Rockeskyll in der Eifel ist eine Ortsgemeinde im Landkreis Vulkaneifel in Rheinland-Pfalz. Sie gehört der Verbandsgemeinde Gerolstein an.

Geographische Lage[Bearbeiten | Quelltext bearbeiten]

Rockeskyll liegt in der Osteifel im Naturpark Vulkaneifel. Etwa 4,5 Kilometer südsüdwestlich befindet sich die Kernstadt von Gerolstein, 4 km nordnordwestlich jene von Hillesheim und 11,5 km (jeweils Luftlinie) südöstlich jene der Kreisstadt Daun. Westlich der Ortschaft erhebt sich der 554,6 m hohe Rockeskyller Kopf, ein erloschener Strato- oder Schichtvulkan. Durch das Dorf fließt der Kaulbach als rechter Quellbach des Hangelsbachs, der in die südwestlich verlaufende Kyll mündet. Im Westen der Gemarkung von Rockeskyll liegen Teiles des Landschaftsschutzgebiets Gerolstein und Umgebung.

Rockeskyll, Luftaufnahme (2015)

Geschichte[Bearbeiten | Quelltext bearbeiten]

Eine Urkunde des Kaisers Heinrich IV. aus dem Jahre 1098, in der er dem Trierer Stift St. Simeon seine Besitzungen bestätigt, wurde neben anderen Ortschaften auch 'kila' erwähnt.[2] Dieses 'kila', wie auch ein bereits 1084 urkundlich erwähntes 'kila', ist nach Auffassung regionaler Heimatforscher mit hoher Wahrscheinlichkeit das heutige Rockeskyll.[3] Der Historiker Heinrich Beyer ordnete die Urkunde aus dem Jahre 1098 dem Ort Stadtkyll zu.

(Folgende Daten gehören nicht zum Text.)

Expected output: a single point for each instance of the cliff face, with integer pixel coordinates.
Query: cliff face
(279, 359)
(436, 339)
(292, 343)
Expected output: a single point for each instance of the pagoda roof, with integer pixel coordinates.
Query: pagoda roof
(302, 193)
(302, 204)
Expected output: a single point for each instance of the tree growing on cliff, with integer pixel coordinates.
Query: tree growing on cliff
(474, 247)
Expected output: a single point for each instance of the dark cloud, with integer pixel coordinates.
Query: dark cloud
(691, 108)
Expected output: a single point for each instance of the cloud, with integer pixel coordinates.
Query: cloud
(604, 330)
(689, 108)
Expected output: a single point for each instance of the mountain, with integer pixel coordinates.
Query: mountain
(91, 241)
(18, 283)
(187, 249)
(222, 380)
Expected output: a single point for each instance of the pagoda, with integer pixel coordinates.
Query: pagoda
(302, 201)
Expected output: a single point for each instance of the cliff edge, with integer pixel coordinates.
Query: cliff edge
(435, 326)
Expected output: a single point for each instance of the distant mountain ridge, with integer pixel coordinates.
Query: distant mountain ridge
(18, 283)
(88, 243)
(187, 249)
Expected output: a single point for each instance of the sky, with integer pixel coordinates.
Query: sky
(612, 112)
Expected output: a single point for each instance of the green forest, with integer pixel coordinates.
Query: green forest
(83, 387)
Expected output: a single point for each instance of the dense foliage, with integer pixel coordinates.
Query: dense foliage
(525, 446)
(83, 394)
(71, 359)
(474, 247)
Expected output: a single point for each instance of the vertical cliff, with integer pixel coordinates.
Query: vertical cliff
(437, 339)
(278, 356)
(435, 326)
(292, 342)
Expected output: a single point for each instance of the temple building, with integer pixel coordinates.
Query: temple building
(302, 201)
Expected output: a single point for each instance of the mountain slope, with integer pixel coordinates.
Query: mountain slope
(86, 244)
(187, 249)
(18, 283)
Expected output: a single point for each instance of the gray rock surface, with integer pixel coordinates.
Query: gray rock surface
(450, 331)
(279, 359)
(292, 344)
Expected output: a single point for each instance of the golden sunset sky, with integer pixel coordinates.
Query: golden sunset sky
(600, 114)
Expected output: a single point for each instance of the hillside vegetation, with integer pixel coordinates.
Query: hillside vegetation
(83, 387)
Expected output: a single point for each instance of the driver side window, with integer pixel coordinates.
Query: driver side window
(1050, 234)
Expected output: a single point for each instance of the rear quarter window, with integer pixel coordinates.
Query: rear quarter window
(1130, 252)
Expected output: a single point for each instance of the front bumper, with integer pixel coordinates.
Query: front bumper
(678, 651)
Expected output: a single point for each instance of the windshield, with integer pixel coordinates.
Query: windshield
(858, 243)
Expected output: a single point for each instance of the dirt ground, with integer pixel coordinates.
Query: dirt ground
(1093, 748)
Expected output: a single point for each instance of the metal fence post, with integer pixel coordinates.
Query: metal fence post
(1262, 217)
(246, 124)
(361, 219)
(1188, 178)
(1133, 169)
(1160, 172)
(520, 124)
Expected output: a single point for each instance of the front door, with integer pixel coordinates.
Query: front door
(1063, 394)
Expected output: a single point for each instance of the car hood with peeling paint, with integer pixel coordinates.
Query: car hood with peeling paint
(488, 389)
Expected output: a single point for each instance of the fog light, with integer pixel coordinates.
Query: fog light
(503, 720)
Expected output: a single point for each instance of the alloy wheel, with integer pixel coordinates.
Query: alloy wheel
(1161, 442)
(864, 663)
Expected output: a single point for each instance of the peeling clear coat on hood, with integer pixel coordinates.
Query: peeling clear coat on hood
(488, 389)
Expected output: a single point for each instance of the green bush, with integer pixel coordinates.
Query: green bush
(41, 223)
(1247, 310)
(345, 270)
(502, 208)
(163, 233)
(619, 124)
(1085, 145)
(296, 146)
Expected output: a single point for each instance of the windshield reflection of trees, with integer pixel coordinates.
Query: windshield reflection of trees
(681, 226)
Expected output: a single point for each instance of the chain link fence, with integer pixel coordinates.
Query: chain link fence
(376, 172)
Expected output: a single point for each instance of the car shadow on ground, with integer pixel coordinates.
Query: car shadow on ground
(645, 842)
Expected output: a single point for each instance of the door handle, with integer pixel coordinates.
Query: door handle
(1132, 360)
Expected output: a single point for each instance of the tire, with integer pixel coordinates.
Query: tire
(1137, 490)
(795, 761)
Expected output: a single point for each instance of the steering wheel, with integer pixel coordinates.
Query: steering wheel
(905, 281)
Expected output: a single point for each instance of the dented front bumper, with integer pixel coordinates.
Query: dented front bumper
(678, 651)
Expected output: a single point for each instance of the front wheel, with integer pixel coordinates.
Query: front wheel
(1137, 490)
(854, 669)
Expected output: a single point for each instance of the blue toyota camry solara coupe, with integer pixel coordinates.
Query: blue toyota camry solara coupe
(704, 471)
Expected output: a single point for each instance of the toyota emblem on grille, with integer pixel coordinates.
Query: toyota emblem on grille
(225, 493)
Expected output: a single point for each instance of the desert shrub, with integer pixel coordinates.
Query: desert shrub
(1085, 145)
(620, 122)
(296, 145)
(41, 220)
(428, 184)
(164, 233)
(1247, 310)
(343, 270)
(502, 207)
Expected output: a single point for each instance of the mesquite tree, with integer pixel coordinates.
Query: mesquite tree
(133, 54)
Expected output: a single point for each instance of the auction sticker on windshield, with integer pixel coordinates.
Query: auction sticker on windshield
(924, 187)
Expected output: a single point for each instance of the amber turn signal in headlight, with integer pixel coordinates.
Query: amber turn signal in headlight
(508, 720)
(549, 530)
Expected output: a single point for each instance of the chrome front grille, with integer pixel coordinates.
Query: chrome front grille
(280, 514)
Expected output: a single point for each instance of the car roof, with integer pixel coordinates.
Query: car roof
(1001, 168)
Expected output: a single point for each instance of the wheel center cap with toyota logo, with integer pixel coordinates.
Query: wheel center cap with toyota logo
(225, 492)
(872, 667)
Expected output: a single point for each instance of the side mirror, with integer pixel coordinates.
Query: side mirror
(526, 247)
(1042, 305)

Seit dem 15. Jahrhundert hatte Rockeskyll Marktrecht. Die letzten Vieh- und Krammärkte wurden in den 1920er Jahren abgehalten. An den Marktplatz erinnern heute noch zwei als Naturdenkmal ausgewiesene Eichen, die im Süden des Dorfes stehen.[3]

Bis zum Ende des 18. Jahrhunderts gehörte Rockeskyll zum Amt Daun im Kurfürstentum Trier.

Nach der Annexion des Linken Rheinufers im Ersten Koalitionskrieg (1794) gehörte Rockeskyll von 1798 an zum Kanton Gerolstein im Arrondissement de Prüm, das zum Saardepartement gehörte. Rockeskyll wurde Sitz einer Mairie. Zur Mairie Rockeskyll gehörten die Orte: Rockeskyll, Berlingen, Betteldorf, Bewingen, Essingen, Gees, Hinterweiler, Hohenfels, Pelm und Roth. Aufgrund der auf dem Wiener Kongress (1815) getroffenen Vereinbarungen kam u.a. der Eifeler Teil des Saardepartements zum Königreich Preußen. Unter der preußischen Verwaltung wurde Rockeskyll Sitz einer Bürgermeisterei, die bezüglich der zugeordneten Gemeinden denselben Umfang hatte wie die vorherige Mairie. Die Bürgermeisterei Rockeskyll gehörte zum Kreis Daun im Regierungsbezirk Trier und von 1822 an zur Rheinprovinz.[4] Seit 1946 gehört Rockeskyll zum damals neu gebildeten Land Rheinland-Pfalz und seit dem 7. November 1970 der Verbandsgemeinde Gerolstein an.

Bevölkerungsentwicklung

Die Entwicklung der Einwohnerzahl von Rockeskyll, die Werte von 1871 bis 1987 beruhen auf Volkszählungen:[5]

Jahr Einwohner
1815 191
1835 235
1871 269
1905 247
1939 291
Jahr Einwohner
1950 322
1961 232
1970 248
1987 280
2005 289

Politik[Bearbeiten | Quelltext bearbeiten]

Gemeinderat[Bearbeiten | Quelltext bearbeiten]

Der Gemeinderat in Rockeskyll besteht aus sechs Ratsmitgliedern, die bei der Kommunalwahl am 25. Mai 2014 in einer Mehrheitswahl gewählt wurden, und dem ehrenamtlichen Ortsbürgermeister als Vorsitzendem.[6]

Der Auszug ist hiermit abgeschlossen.